Raven's blood thrashed in her ears. A line of moisture broke out fresh along her spine. The metallic smell of old blood on her dress mixed with the faint scent of his cologne, making her head spin. She pictured it — Isabella getting the message, the family reacting, the war starting exactly the way they wanted… with her as the dead spark.

She hated how clean his trap was. No escape routes. No clean kills. Just this.

"You're already inside it," Vincent said, voice quieter now, more focused. "The only question is which side you stand on when it closes."

Her mind raced. She had spent years slipping through other people's plans, breaking them from the inside, disappearing before the walls closed in. That was her strength — motion, uncertainty, chaos.

This was different.

This was already built. Already waiting. A cage dressed up as a choice.

She exhaled hard through her nose, breath shaky. The knife in her hand suddenly felt useless. Still balanced. Still familiar. But no longer the answer.

"This doesn't stop them," she muttered.

Vincent shook his head once. "No. It redirects them."

The distinction hung between them. Heavy.

He adjusted the document one last time, sliding it closer so it sat right in front of her. "Take your time. It doesn't affect the outcome."

The confidence in his voice made her want to lunge across the table again. Made her want to drive the knife into his chest just to see if he'd bleed this time. But underneath the rage, something else stirred — low, unwanted, dangerous. The idea of standing beside him. Of no longer being Caruso's disposable blade. Of belonging to someone who could actually see her. Who could handle her.

It terrified her how tempting that felt for even half a second.

Her fingers trembled once before she locked them down. A flush burned up her face again. She couldn't control the heat spreading across her chest. Hated him for making her feel trapped and seen at the same time.

She looked down at the document. At the Queen of Hearts lying beside it, sharp and mocking. Then at the knife in her other hand.

For years every move she made had a purpose. Every touch had a consequence. Now her hand moved without a clear plan.

Slowly.

Not toward the knife.

Toward the paper.

Her fingertips brushed the edge of the document. Not grabbing it. Not pushing it away. Just… touching. Acknowledging it. The paper felt cool under her skin. Real. Heavy with what it meant.

She didn't agree. She didn't refuse.

She just stood there, one hand on the contract that would tie her life to Vincent De Luca's, the other still gripping the knife she'd come to kill him with.

Her heart pounded unevenly. A line of moisture trickled down her temple. The dried blood on her dress itched. Every guardian in the room watched her — the whole room waiting to see what she'd do next.

Vincent didn't push. Didn't smile. Didn't look victorious. He just watched her with that steady, unshakable interest. Like he already knew how this would end.

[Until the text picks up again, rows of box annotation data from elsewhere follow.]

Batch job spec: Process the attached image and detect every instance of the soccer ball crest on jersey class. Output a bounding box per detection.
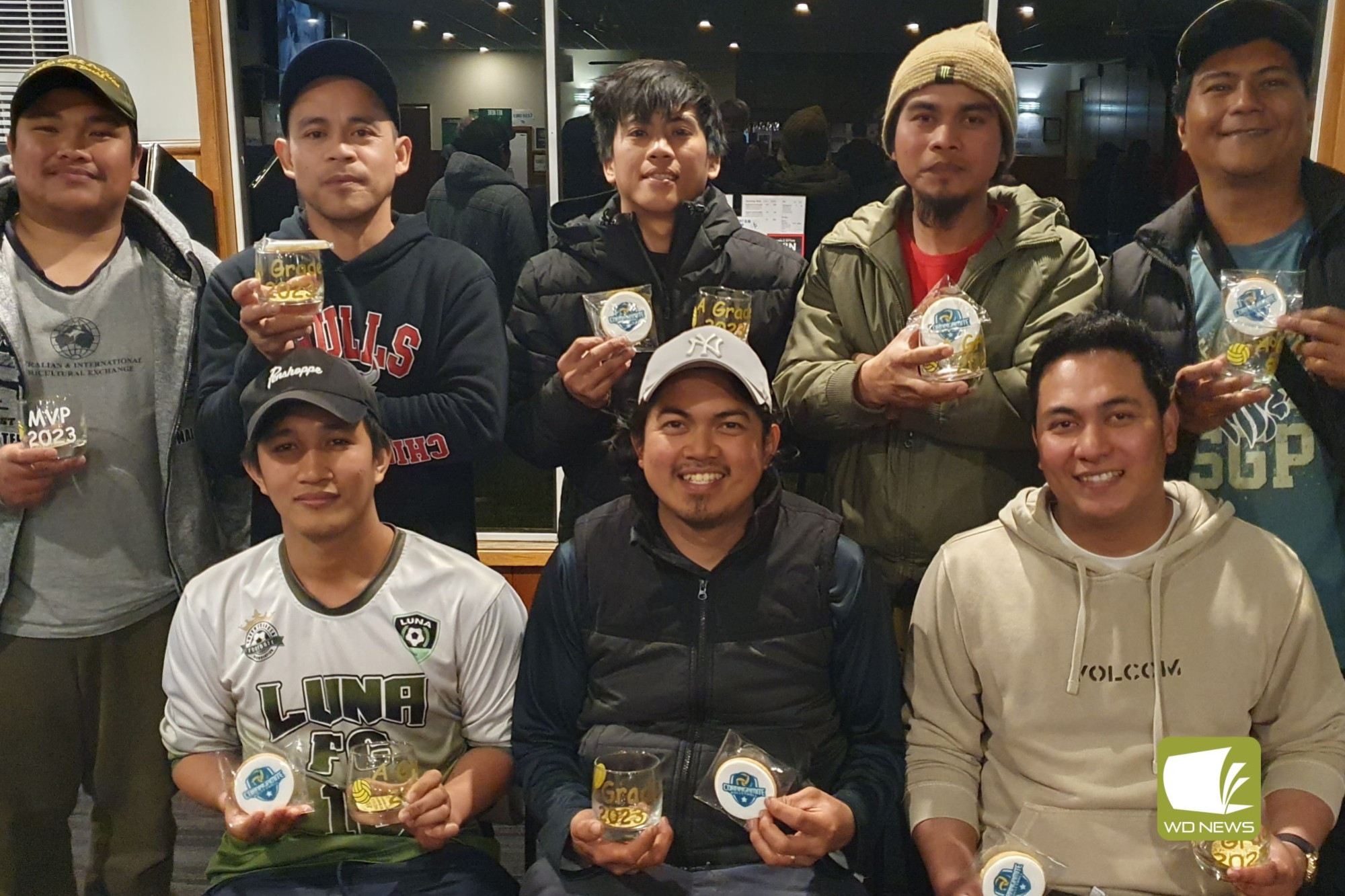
[393,614,438,663]
[241,610,285,663]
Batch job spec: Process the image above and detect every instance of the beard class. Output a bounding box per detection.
[912,190,971,230]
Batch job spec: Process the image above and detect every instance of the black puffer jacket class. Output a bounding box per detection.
[425,149,542,319]
[506,187,806,541]
[1100,159,1345,479]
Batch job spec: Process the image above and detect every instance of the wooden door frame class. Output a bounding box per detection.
[188,0,238,258]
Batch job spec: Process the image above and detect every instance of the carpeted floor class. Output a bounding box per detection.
[70,794,523,896]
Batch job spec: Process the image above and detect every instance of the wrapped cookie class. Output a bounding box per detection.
[584,285,659,351]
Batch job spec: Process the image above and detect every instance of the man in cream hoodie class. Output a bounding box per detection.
[905,313,1345,896]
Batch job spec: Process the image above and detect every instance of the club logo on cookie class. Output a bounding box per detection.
[920,296,981,345]
[241,611,285,663]
[1224,277,1289,336]
[601,289,654,341]
[981,852,1046,896]
[714,756,779,821]
[234,754,295,814]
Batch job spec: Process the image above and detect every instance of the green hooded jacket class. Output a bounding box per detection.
[775,187,1102,585]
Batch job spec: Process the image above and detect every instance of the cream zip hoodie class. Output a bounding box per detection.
[905,482,1345,896]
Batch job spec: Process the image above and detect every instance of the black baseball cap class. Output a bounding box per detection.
[1177,0,1317,79]
[280,38,402,133]
[239,345,381,442]
[9,56,137,132]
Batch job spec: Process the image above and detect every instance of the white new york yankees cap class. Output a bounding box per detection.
[639,327,775,407]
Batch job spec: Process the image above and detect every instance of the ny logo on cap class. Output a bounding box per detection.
[686,333,724,358]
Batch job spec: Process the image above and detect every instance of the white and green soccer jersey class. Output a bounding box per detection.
[160,530,526,880]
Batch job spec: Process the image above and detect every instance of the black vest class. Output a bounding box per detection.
[574,475,846,868]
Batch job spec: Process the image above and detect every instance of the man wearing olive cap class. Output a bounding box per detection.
[0,56,223,896]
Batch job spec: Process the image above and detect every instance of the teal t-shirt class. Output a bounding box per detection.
[1190,218,1345,666]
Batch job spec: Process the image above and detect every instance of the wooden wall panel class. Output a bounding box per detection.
[188,0,238,258]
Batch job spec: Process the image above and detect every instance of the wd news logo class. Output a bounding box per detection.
[1158,737,1262,840]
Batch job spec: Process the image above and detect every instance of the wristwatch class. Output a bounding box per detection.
[1275,834,1317,884]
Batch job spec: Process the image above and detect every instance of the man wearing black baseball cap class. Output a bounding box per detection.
[196,40,507,552]
[1103,0,1345,893]
[0,56,226,896]
[161,347,526,896]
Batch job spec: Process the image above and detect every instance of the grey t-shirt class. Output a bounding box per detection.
[0,230,176,638]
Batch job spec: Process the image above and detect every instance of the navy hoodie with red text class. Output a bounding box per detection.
[196,210,508,555]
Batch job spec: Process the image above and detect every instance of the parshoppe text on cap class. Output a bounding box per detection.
[638,327,775,409]
[239,345,381,441]
[9,55,137,132]
[280,38,402,134]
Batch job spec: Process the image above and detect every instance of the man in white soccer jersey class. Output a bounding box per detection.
[161,348,525,896]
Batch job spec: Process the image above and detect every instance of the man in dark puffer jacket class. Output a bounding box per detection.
[512,327,904,896]
[506,59,804,541]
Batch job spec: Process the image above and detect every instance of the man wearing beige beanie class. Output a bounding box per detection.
[775,23,1100,612]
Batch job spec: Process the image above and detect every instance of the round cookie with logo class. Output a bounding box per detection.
[1224,277,1289,336]
[234,754,295,815]
[981,850,1046,896]
[599,289,654,344]
[714,756,780,821]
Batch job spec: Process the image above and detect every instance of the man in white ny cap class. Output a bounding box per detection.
[514,327,902,895]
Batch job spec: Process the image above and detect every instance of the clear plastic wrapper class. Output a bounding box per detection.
[215,737,313,814]
[695,731,806,826]
[584,284,659,351]
[907,277,990,382]
[975,829,1065,896]
[1213,269,1303,386]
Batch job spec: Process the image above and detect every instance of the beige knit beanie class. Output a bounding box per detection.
[882,22,1018,171]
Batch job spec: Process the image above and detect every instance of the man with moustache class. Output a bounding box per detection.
[775,23,1100,610]
[905,312,1345,896]
[199,40,508,555]
[514,327,902,896]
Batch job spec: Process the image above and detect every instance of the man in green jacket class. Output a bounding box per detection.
[775,23,1102,610]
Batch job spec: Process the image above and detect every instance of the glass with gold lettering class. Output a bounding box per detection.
[257,237,332,311]
[593,749,663,841]
[1190,831,1270,880]
[19,395,89,459]
[346,740,420,827]
[691,286,752,341]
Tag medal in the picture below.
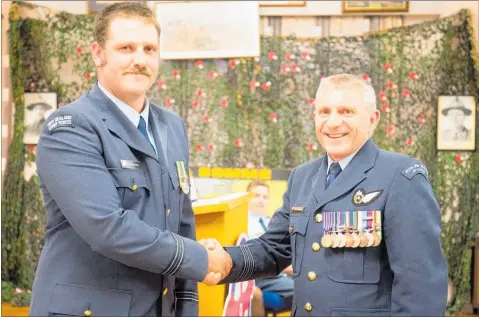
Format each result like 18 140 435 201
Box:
176 161 190 195
358 211 369 248
331 212 341 248
321 212 333 248
344 211 354 248
337 212 346 248
351 212 361 248
366 211 374 248
373 210 382 247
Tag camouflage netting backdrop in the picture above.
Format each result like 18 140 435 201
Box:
2 3 479 311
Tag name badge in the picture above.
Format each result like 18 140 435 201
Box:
120 160 140 169
176 161 190 195
291 206 304 214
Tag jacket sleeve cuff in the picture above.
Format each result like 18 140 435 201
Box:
221 245 254 283
163 232 208 282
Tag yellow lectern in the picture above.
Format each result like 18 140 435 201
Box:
193 193 252 316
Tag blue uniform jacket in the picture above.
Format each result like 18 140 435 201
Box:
30 85 208 316
224 140 448 316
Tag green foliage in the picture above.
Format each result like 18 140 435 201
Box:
2 282 32 307
2 3 479 311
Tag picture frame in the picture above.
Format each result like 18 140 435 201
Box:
437 96 476 151
155 1 260 60
23 92 58 144
87 0 146 15
342 0 409 13
258 1 306 7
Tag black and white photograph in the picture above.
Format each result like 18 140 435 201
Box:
23 92 57 144
437 96 476 150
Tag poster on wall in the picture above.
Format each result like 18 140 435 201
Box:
437 96 476 150
87 0 146 15
155 1 260 60
23 92 57 144
343 0 409 13
258 0 306 7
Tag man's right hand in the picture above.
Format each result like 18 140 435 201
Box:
199 239 233 285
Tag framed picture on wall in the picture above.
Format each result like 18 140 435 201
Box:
155 1 260 60
258 1 306 7
343 0 409 13
437 96 476 150
23 92 57 144
87 0 146 15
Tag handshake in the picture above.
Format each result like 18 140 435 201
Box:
198 238 233 286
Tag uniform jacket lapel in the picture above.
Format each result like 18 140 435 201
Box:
314 139 378 210
88 85 158 161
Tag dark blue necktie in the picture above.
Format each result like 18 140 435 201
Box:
326 162 341 188
138 116 156 153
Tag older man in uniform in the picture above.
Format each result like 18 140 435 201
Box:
30 2 231 316
202 74 447 316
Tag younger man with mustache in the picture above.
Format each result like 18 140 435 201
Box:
30 2 231 316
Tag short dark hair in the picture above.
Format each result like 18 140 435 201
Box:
93 1 160 46
246 179 269 192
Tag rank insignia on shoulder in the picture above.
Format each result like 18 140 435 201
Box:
120 160 140 169
47 114 75 133
401 162 428 180
291 206 304 214
353 188 383 206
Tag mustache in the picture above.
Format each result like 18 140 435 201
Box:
124 66 153 77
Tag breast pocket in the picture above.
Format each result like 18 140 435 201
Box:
108 168 151 210
289 215 309 276
324 247 382 284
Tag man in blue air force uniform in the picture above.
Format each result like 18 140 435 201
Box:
30 3 230 316
203 74 447 316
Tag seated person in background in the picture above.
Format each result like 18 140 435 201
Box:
247 180 293 316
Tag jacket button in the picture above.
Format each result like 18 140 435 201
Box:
304 303 313 311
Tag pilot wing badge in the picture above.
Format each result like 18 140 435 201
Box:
353 188 383 207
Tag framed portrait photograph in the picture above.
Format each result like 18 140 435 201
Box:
343 0 409 13
155 1 260 60
23 92 57 144
258 0 306 7
87 0 146 15
437 96 476 151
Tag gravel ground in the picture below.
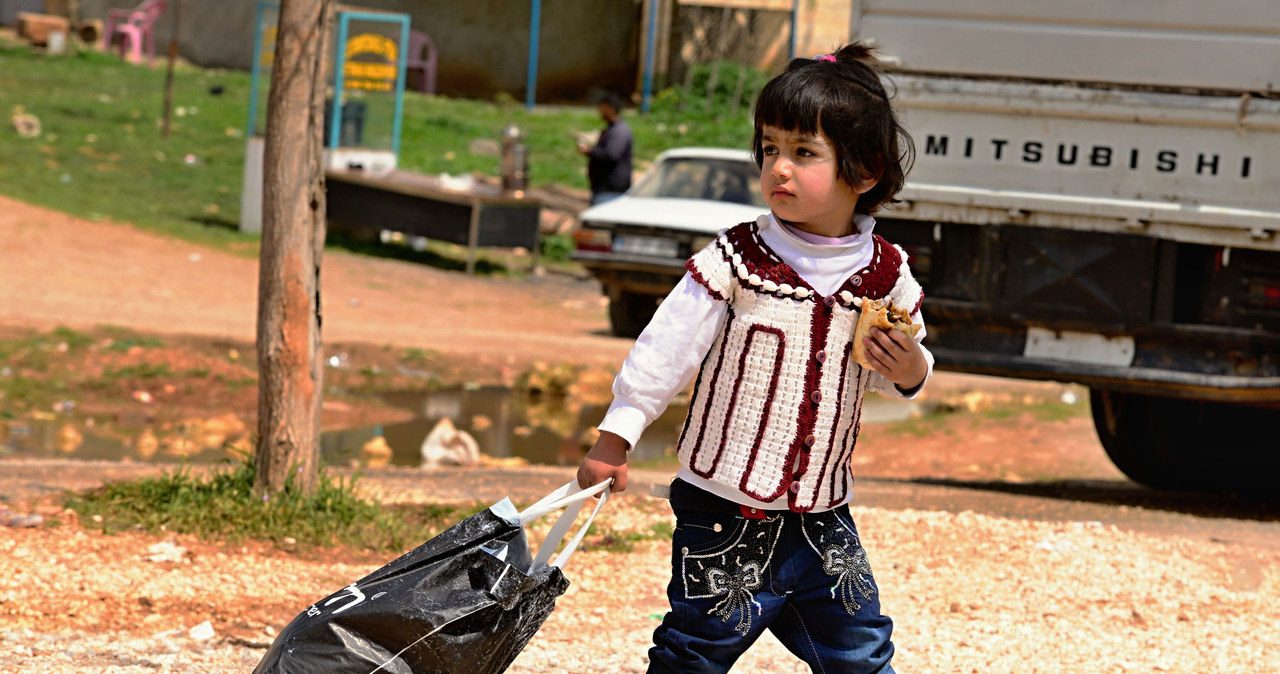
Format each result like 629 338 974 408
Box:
0 492 1280 673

The Queen of Hearts caught the light again, its edge throwing a thin, sharp line across the table. It didn't divide anything cleanly. It just marked the space where her old life had already started to crack.

Raven's fingers stayed on the document.

She didn't pull her hand away.

She didn't sign.

Not yet.

But she also didn't lift the knife.

And in the heavy silence of the casino, with seven killers surrounding her and the devil himself waiting patiently across the table, that small, trembling touch felt louder than any scream.